Does Passage Ranking Improve Retrieval on Natural Questions?

To demonstrate the effect of passage ranking, we evaluated system recall across the NQ development dataset while retrieving one article’s worth of content as determined from two different methods:

  • The top one document scored and returned directly from Elasticsearch
  • The top 20 ranked paragraphs pooled from N candidate documents

(A fair comparison between these two methods requires consideration of an equal amount of retrieved content.

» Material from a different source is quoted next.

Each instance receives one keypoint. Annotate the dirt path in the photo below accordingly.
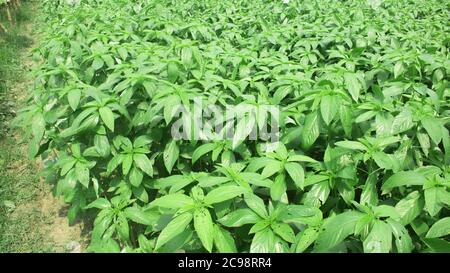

We found Wikipedia articles corresponding to our NQ development set contained 20 paragraphs on average.)

In the top half of the figure above, we see that re-ranking all paragraphs from five input documents and selecting only the top 20 (represented by the green dot) allows us to achieve a system recall of 53% in comparison to the 44% recall attained by Elasticsearch returning the top document alone (without passage ranking). These results support the notion that introducing an intermediate passage ranking step into a QA pipeline allows us to improve recall by almost ten percentage points for a fixed amount of context.

We notice that with passage ranking, recall increases as the number of candidate documents increase - up until five documents, at which point, it slowly declines. This demonstrates that after five documents' worth of content, our sparse vector ranking algorithm loses signal as additional unrelated noise is introduced to the ranking corpus.

We also evaluate the time complexity of the passage ranking process and notice that the peak recall (at five documents' worth of content) comes at a cost of four times the processing time (retrieval + passage ranking vs. just retrieving one document from Elasticsearch). While this appears considerable, it's important to frame this cost in the setting of the full QA pipeline. Passage ranking enables our already slow Reader to only process one fifth the amount of content while providing 20% more answers in the context window for the price of ~0.1 seconds.

Final Thoughts

In this post, we identified a few challenges in applying IR QA systems to a more realistic QA task, and we looked at a variety of techniques to help improve information retrieval. In the end, we found that entity expansion and passage ranking prove successful in returning more answer-containing context from which the Reader can extract answers. Additionally, we learned that while contextual synonym expansion may help Elasticsearch in some instances, it cannot be used as a blanket approach for relevancy tuning. In our final blog post, we'll explore how transfer learning can help boost Reader performance on a domain-specific dataset!